Thursday, 18 December 2008

Thoughts on the Hebrew Bible

For several years I've had a love-hate relationship with the Hebrew Bible. In my youth, I believed the 66 books of the protestant Bible to be the canon, the holy scriptures, the words of life. Later, I began to doubt the continuity between the Old and New Testaments (to use the Christian labels). The character of Yahweh and the character of Jesus seemed to be incommensurable, so the texts which support these two also have some measure of incommensurability.

To resolve this, for a while, I followed Pannenberg's lead and insisted that theology begin and end with Christ. Begin with Christ, move through the text in question using the starting point as interpretive locus, and then return to Christ to conclude. It seemed like a reasonable methodology. However, it's tantamount to taking a pair of scissors to the Hebrew texts and slicing out large sections. It reduces the Hebrew Bible to a Christian apocrypha: interesting to read and useful for exegesis or comparison, but not authoritative for the Christian. As with anything apocryphal, there can be overlap and supporting sentiment; a Christian message could be found in it, but the link is, for want of a better word, accidental.

Perhaps the way to read it is to return to the initial assessment and reinterpret it. The Hebrew Bible does contain the words of life, but life isn't always divine or good. Life has good and evil, respite and suffering; and there is no booming voice of authority from the sky (or the pulpit) to identify which event is which. A man hears a voice that tells him to sacrifice his son... such is Abraham. A woman gets close enough to a foreign invader to drive a tent peg through his skull... such is Jael.
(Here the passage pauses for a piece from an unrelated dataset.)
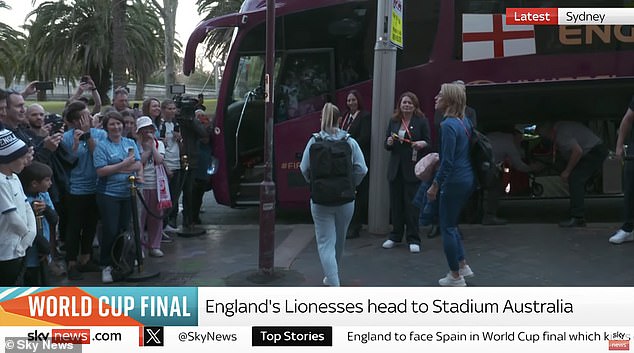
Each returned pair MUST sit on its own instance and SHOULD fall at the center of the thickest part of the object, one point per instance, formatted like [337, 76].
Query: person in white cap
[152, 153]
[17, 229]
A man hears a voice to lie on his side for a year, cooking his food on a fire fueled by dung... such is Ezekiel. A king kills one of his officers in order to sleep with his widow... such is David. A song is sung about the joy of smashing babies against rocks... such is Psalm 137. Who is to say which is good and which is evil? They are prompts for contemplation, they are accounts of what happens in life, but they aren't categorical imperatives.

Does this help the Hebrew Bible at all? Not really. It remains apocryphal, as a wisdom tradition, as a politicised and theocratised history of an ancient culture. It makes for good reading and good contemplation, but no more than that.